However, Hands is not used to living in Japan. Appearance, he does not look like Japanese. In terms of language, he did not speak Japanese when he was in the United States, and he only spent six months intensive training in a language school in Tokyo. He can speak Japanese, but he still has some accent. People always think he doesn’t understand Japanese. Socially, he has no friends. Society as a whole was caught up in an economic frenzy, with people flocking to money, leaving the traditional music scene behind and letting it age. He has no friends of the same age in the shakuhachikai.

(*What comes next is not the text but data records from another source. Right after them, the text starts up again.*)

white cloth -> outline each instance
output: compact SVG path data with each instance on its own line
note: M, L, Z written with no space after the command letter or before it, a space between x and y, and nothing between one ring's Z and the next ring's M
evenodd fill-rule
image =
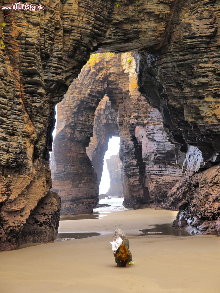
M121 237L118 237L116 238L116 240L114 240L113 242L110 242L112 246L112 250L115 251L118 249L119 246L123 242L123 241Z

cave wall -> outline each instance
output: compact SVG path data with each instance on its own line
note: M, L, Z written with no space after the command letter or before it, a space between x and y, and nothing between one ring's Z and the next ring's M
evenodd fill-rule
M121 197L123 195L122 163L119 157L119 153L112 155L106 160L110 178L110 186L106 195L108 196Z
M168 191L181 178L174 146L168 141L160 113L138 90L136 69L131 52L92 55L58 105L51 167L52 190L61 198L61 213L92 211L107 141L116 132L117 122L126 206L166 205ZM118 111L117 122L108 98L99 102L104 93ZM94 169L87 154L92 163L93 160ZM98 180L94 170L98 171Z
M142 67L152 69L155 62L155 71L148 71L159 86L152 105L160 108L179 143L185 139L202 151L209 162L205 168L218 163L218 1L121 0L118 8L111 0L41 3L40 12L0 10L0 21L6 24L5 47L0 47L2 250L17 247L24 225L51 186L48 152L54 105L91 51L148 52ZM139 73L142 79L148 75L143 70ZM189 204L183 208L189 211L190 221L195 210ZM199 216L202 222L211 220Z

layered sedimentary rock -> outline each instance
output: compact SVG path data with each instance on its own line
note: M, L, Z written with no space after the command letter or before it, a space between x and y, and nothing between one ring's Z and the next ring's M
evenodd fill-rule
M179 1L174 13L164 45L137 56L140 89L186 154L184 179L169 195L176 224L219 235L220 6Z
M86 148L86 153L97 175L99 185L104 156L108 149L109 139L119 135L117 112L112 108L106 96L99 102L95 112L93 134L89 146Z
M51 186L54 105L91 51L147 52L139 66L143 94L160 108L182 151L186 142L202 152L203 168L219 163L219 1L119 2L117 8L111 0L44 0L40 12L0 10L6 24L0 46L0 242L7 243L2 249L17 246L23 225ZM186 220L217 221L204 218L201 209L194 214L189 205L182 211L194 215Z
M98 181L108 139L117 128L108 98L99 102L104 93L118 112L125 205L138 208L165 204L168 191L181 178L174 146L163 128L160 112L138 90L136 69L130 52L92 55L58 105L51 169L53 190L61 197L61 212L91 212L96 204L98 184L94 170ZM87 152L94 169L85 147L93 130Z
M108 196L122 197L123 186L121 180L122 164L119 154L112 155L109 159L106 159L108 171L110 178L110 186L106 193Z

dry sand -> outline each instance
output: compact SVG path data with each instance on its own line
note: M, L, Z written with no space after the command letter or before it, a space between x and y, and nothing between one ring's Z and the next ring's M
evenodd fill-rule
M60 232L103 234L0 253L1 293L219 293L220 237L137 236L176 212L147 209L61 221ZM109 243L120 227L135 264L117 268ZM136 236L135 236L136 235Z

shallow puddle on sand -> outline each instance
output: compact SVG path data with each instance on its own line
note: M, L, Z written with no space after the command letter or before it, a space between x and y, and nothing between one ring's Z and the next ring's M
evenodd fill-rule
M185 230L175 229L172 227L172 224L161 224L159 225L152 225L153 228L144 229L139 230L143 234L139 236L149 235L172 235L175 236L189 236L192 235Z
M55 241L65 241L70 239L81 239L82 238L92 237L100 235L100 233L96 232L78 232L77 233L58 233ZM61 239L63 239L62 240Z
M87 220L89 219L101 219L105 217L106 215L99 213L95 214L86 214L82 215L70 215L69 216L61 216L60 221L66 221L67 220Z

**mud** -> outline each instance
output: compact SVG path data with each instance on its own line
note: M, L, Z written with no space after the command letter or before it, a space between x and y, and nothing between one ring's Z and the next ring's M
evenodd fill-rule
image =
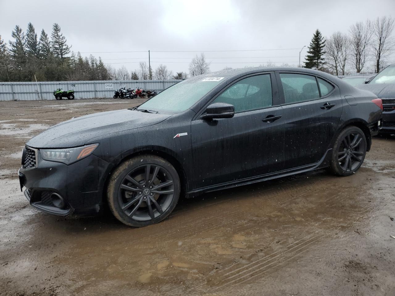
M0 102L0 295L395 295L395 137L375 138L350 177L320 170L207 194L132 229L41 213L19 189L28 137L138 103L84 103Z

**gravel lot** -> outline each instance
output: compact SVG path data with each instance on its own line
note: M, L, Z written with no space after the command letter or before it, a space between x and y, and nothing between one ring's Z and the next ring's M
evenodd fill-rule
M28 139L135 100L0 102L0 295L395 295L395 137L356 174L320 170L181 200L132 229L42 213L20 192Z

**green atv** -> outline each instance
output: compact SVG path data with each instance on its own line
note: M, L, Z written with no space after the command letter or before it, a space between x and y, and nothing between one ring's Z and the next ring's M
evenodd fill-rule
M53 95L57 100L61 100L62 97L67 97L68 100L73 100L74 90L64 91L62 88L58 88L56 90L53 91Z

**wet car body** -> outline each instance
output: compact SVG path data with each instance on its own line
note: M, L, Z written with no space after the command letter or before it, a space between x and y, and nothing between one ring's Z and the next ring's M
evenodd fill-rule
M282 73L319 78L333 89L313 100L285 104ZM235 113L231 118L205 117L207 107L229 86L260 74L270 75L272 106ZM137 155L154 154L171 163L180 176L182 193L190 197L327 167L330 147L342 129L350 125L363 131L368 151L372 136L378 132L382 111L371 101L376 96L325 73L261 67L199 77L213 76L224 79L183 112L126 109L93 114L59 124L31 139L19 173L30 204L60 215L98 213L105 204L112 172ZM278 118L269 120L272 117ZM98 146L93 153L71 164L45 160L41 155L44 148L95 143ZM27 154L34 159L28 159L30 164L26 166ZM58 195L61 200L56 199Z
M395 64L387 68L395 68ZM386 69L378 74L369 83L358 85L362 90L368 90L376 94L383 101L382 128L380 132L395 134L395 83L373 83L376 77L380 75Z

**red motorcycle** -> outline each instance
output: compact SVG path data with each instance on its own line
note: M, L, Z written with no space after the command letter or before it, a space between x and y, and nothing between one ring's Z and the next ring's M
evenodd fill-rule
M138 86L137 86L134 92L134 97L136 98L137 97L144 97L145 96L144 94L143 93L143 90L141 88L139 88Z

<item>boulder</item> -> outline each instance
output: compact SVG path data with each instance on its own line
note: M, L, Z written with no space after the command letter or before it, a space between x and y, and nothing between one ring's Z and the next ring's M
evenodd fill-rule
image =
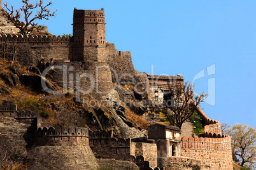
M22 75L20 77L23 85L30 87L38 92L45 92L42 87L41 79L45 81L47 88L51 90L56 90L55 87L44 77L39 75Z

Hands decided to return to the United States, returning to Seattle, where he grew up, alone in 1992. It was January and a few friends decided to have a party and play Irish music on St. Patrick’s Day in March. In a short period of time, he learned fifty Irish pieces in one sitting – he did have a talent for music. The festival was so successful that a few friends decided to start a band. Hands is mainly responsible for playing the Irish piccolo (penny whistle) in the band. This instrument is a vertical wind instrument like the shakuhachi, but it is thinner and shorter. With the experience of playing shakuhachi, especially in terms of luck, he plays the Irish piccolo with ease. Later he also played other vertical wind instruments. Since then, Hands has continued to play Irish music for a living.
”You play Irish music, do you have something to do with your mother?” I asked.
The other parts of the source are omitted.